What Does Your Dog's Hair Say?
Beauty is in the eyes of the beholder and beauty in regard to most dogs is in its coat.
What does your dog’s coat tell people?
A shiny coat, clear skin and bright eyes means a healthy dog and a caring owner.
A dog’s coat and eyes reflect the inner well being of a dog. When a shiny coat starts to look dull or if the skin begins to flake or become scaly, it is time to do some searching as to what is wrong. It usually takes about 3 to 4 weeks for a dog’s coat to begin to give signs that something is amiss.
What are some of the things you should be taking under consideration?
Diet for one, have you changed your dog’s diet. Is the new food a complete and balanced one?
Have you decided to prepare meals for your dog and in the process not provided all the proper nutrients. Providing home prepared meals on a 24/7 basis requires a great deal of nutritional knowledge.
There are also several medical causes that can create dull and brittle hair such as a digestive condition, thyroid problems, a kidney condition, parasites and others. A quick visit to your vet will answer those questions and solve the problem.
A dog’s coat and skin form a protective suit of armor for your dog protecting him/her from infection, parasites and the elements.
Dogs have hair, they do not have fur, even though we tend to call their coats furry at times.
Dog hair is categorized into three different types, the first being the primary hair which is the outer coat that protects against the sun and moisture, the secondary hair (which is sometimes called “fur”) is the inner coat and provides insulation and the third type are the tactile hairs that provide sensory feelings such as the whiskers do. Some animals have tail and mane hair and some have sensory hairs in their ears.
All adult dogs have primary and secondary hairs, but every breed is different.
Some breeds have longer primary hairs and shorter secondary hairs these are called single coated dogs such as Boxers, Greyhounds and even Yorkshire Terriers which have a long primary coat and literally no secondary hair.
Double-coated dogs have both a heavy secondary and primary coat such as Labradors.
Healthy hair needs a diet high in protein, essential fatty acids and B vitamins.
Every dog sheds, no matter what anyone says. Some shed very little and some shed a lot. Whether a dog is an indoor dog or an outdoor dog will determine the amount of shedding. Some shedding is seasonal and other shedding is dependent on new hair growth. Every follicle will reproduce new hair and the old hair has to fall off.
What are some of the common causes for a dull coat and hair loss?
Fleas will cause a brittle, broken and dull hair coat. Fleas cause a dog to scratch and scratching can cause open sores and patches of hair ot fall off. Fighting fleas can be a full time job, not necessarily on the dog, but getting rid of them in the yard and the house. The new flea preventatives have helped in this control immensely.

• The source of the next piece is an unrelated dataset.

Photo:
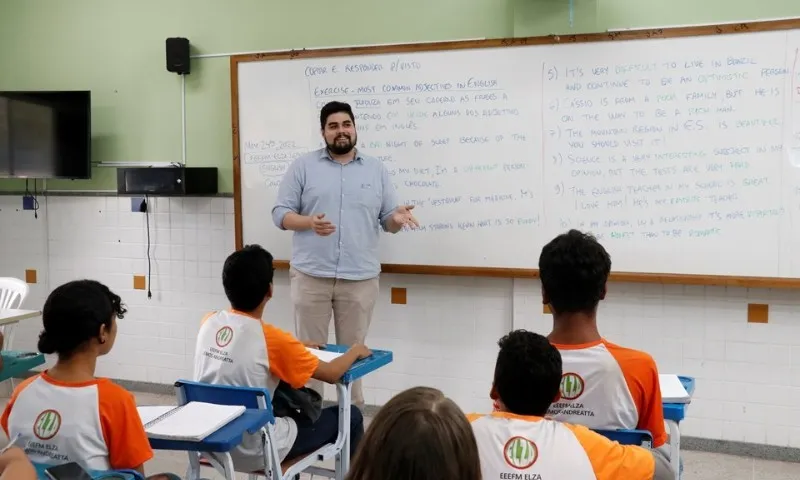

Hot Spots (Pyotraumatic dermatitis) causes a dog to itch one or two spots constantly and can cause open sores.
A dog suffering from stress can create a problem of hot spots.
There are many remedies on the market to help your pet, but finding the cause of stress should be the top priority.
If you are opposed to commercial treatment make up a tea of the herb calendula and apply this to the affected areas. This herb is good for many topical problems that dog’s suffer from.
Mange is caused by a parasite called Demodex canis this parasite lives in most dogs without any effect. However, if something is amiss in the immune system it can rear its ugly head. It seems to be common in some breeds and can be treated with such things as echinacea and antioxidants. Consult your dog’s health care provider before doing any treatment on your own.
There is also Sarcoptic mange, which is caused by a parasite that burrows in the skin and can be transmitted from dog to dog. Consult your vet or health care provider for treatment.
Ringworm is another problem caused by a fungus and can be picked up by both animals and humans. It forms a round or oval shape causing hair loss and can be treated with topical ointments.
Stress induced dermatitis causes a dog to constantly chew on itself. The cure here is to see that your dog has plenty of exercise, toys to play with and has human companionship. Dogs are social animals and without time with their humans can become very stressed out.
Last, but not least is food allergies, allergies to the food your dog is being served can also cause dull, brittle hair and a scaly skin.
We have covered some of the medical reasons for your dog’s coat and skin to be amiss, but we haven’t mentions that good grooming is also essential. Keeping your dog’s coat brushed and clean is very important. I am not an advocate of frequent baths (only when they smell) but brushing on a regular basis keeps the coat clean, removes dead hair and scale, plus makes for a wonderful bonding experience.